The opener is a rousing romp through Nick Gravenites “Buried Alive In The Blues”, which hits a lovely mid-tempo groove – Slam Allen is a fine singer and Cotton’s harmonica is on the money! The Allen / Cotton tune “Heard You’re Getting Married” takes the pace down, with some funky guitar lines and again the master’s harmonica on top form. A brace of Muddy Water tunes follow, the sprightly “Find Yourself Another Fool”, and Tom Holland handling the vocal duties on the slow blues of “Sad Sad Day” . . . both hugely enjoyable.
The original “Change” hits a great funk groove, with a return to some serious slow blues on “How Blue Can You Get?”, with Cotton’s harmonica lines weaving in and out of some fluid guitar from Tom Holland – the cd booklet notes kindly tell us which guitar is in which channel. “With The Quickness” is a short and snappy fast shuffle instrumental and a showcase for James Cotton’s mighty harmonica work. – which is just gorgeous on Ivory Joe Hunter’s “Since I Met You, Baby” . . . a rambling six minutes plus with soulful vocal from Slam Allen.
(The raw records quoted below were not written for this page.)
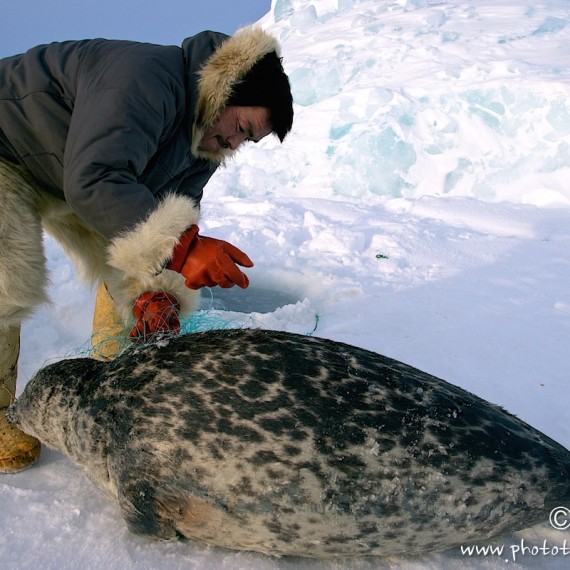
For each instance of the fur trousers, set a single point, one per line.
(129, 264)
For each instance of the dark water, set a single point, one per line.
(252, 299)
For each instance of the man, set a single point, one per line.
(107, 145)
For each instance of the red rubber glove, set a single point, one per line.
(206, 262)
(157, 315)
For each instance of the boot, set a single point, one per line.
(18, 450)
(109, 334)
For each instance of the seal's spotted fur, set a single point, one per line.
(286, 444)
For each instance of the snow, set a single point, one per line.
(420, 208)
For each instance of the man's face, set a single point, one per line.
(236, 125)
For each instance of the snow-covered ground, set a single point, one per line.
(420, 208)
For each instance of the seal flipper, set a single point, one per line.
(141, 510)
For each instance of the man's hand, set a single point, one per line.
(206, 262)
(157, 315)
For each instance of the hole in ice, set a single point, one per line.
(252, 299)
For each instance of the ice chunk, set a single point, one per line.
(283, 9)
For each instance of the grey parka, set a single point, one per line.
(113, 128)
(106, 125)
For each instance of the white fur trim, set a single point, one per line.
(138, 257)
(225, 67)
(143, 251)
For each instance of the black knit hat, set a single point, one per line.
(266, 85)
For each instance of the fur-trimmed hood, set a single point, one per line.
(217, 78)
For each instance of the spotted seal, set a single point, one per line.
(293, 445)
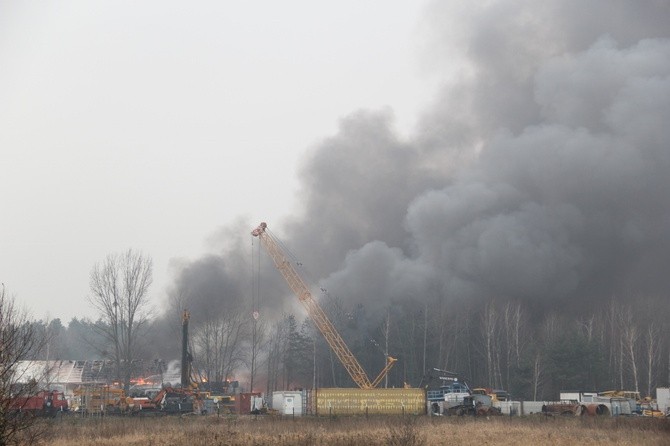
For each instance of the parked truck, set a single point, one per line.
(46, 403)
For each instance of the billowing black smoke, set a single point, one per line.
(540, 173)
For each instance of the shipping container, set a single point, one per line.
(329, 402)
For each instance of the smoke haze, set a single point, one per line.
(539, 172)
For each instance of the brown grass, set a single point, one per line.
(406, 431)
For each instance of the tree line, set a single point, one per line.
(533, 350)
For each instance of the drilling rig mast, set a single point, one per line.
(317, 314)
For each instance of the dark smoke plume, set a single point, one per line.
(540, 173)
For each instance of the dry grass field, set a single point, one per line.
(405, 431)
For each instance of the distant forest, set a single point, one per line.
(531, 352)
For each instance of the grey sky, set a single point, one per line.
(148, 125)
(512, 149)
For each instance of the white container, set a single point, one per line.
(287, 402)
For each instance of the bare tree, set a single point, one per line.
(652, 352)
(19, 340)
(220, 344)
(490, 337)
(629, 339)
(119, 291)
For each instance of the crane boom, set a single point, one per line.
(317, 314)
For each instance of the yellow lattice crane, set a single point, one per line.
(315, 312)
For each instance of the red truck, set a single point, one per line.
(46, 403)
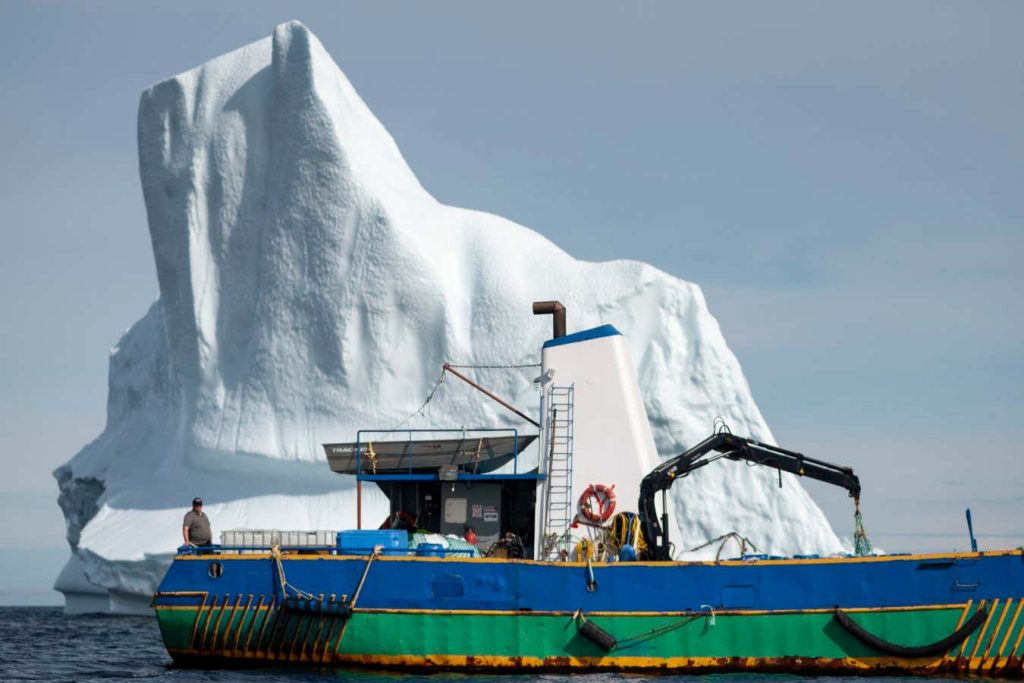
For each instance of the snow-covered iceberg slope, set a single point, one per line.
(309, 286)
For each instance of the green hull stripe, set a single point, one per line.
(226, 633)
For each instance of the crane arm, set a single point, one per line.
(724, 444)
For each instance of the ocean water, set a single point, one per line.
(42, 644)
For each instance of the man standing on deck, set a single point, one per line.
(197, 525)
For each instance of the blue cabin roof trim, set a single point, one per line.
(586, 335)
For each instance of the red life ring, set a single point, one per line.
(605, 498)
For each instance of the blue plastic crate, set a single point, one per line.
(363, 542)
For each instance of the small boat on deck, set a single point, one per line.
(565, 583)
(475, 454)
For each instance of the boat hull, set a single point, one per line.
(509, 615)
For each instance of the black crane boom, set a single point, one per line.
(724, 444)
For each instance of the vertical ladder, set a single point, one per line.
(559, 506)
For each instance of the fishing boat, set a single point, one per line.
(558, 581)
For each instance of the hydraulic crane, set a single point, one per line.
(716, 446)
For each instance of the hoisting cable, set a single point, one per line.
(276, 556)
(861, 546)
(451, 369)
(448, 367)
(358, 589)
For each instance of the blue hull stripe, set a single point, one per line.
(410, 584)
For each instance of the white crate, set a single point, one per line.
(249, 538)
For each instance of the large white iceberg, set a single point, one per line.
(309, 287)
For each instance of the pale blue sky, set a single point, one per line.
(844, 180)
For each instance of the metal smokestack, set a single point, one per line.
(557, 312)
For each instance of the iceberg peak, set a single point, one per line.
(310, 287)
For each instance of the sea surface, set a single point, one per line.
(42, 644)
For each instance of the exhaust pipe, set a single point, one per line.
(557, 312)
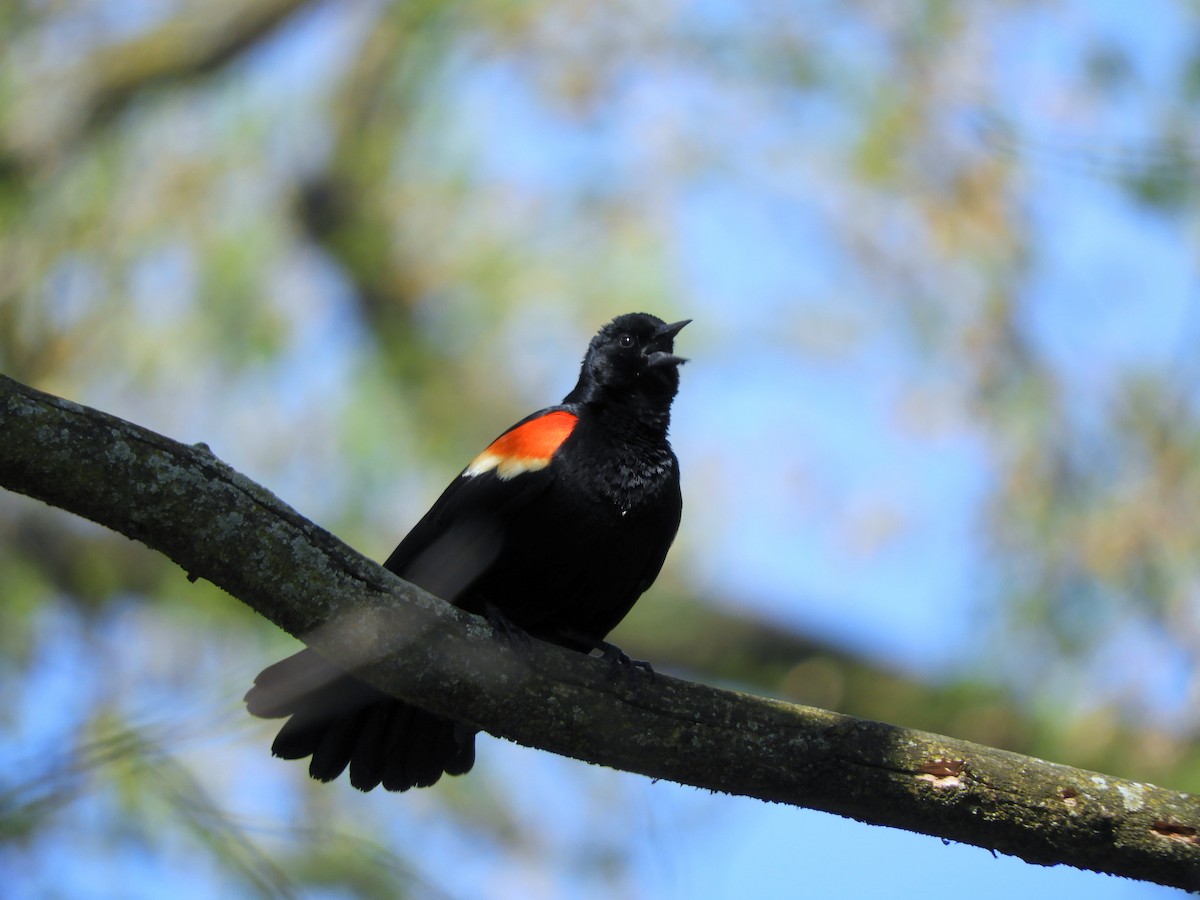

Cotton and the band doff their caps to another Chicago legend in the shape of Jimmy Rogers on his classic “That’s All Right”, and get into soul territory on “Let Yourself Go”, with more fine grooves from the rhythm section of Messrs. Neal and Neal. “Giant” is dedicated to the memory of the late, legendary ‘Queen of the Chicago Blues’ Koko Taylor, a dear friend of Cotton, and the album closer is for her . . . a chromatic instrumental entitled “Blues For Koko”. James Cotton inherited the nickname “Mr. Superharp”, and it’s a pleasure to report his playing is in fine order!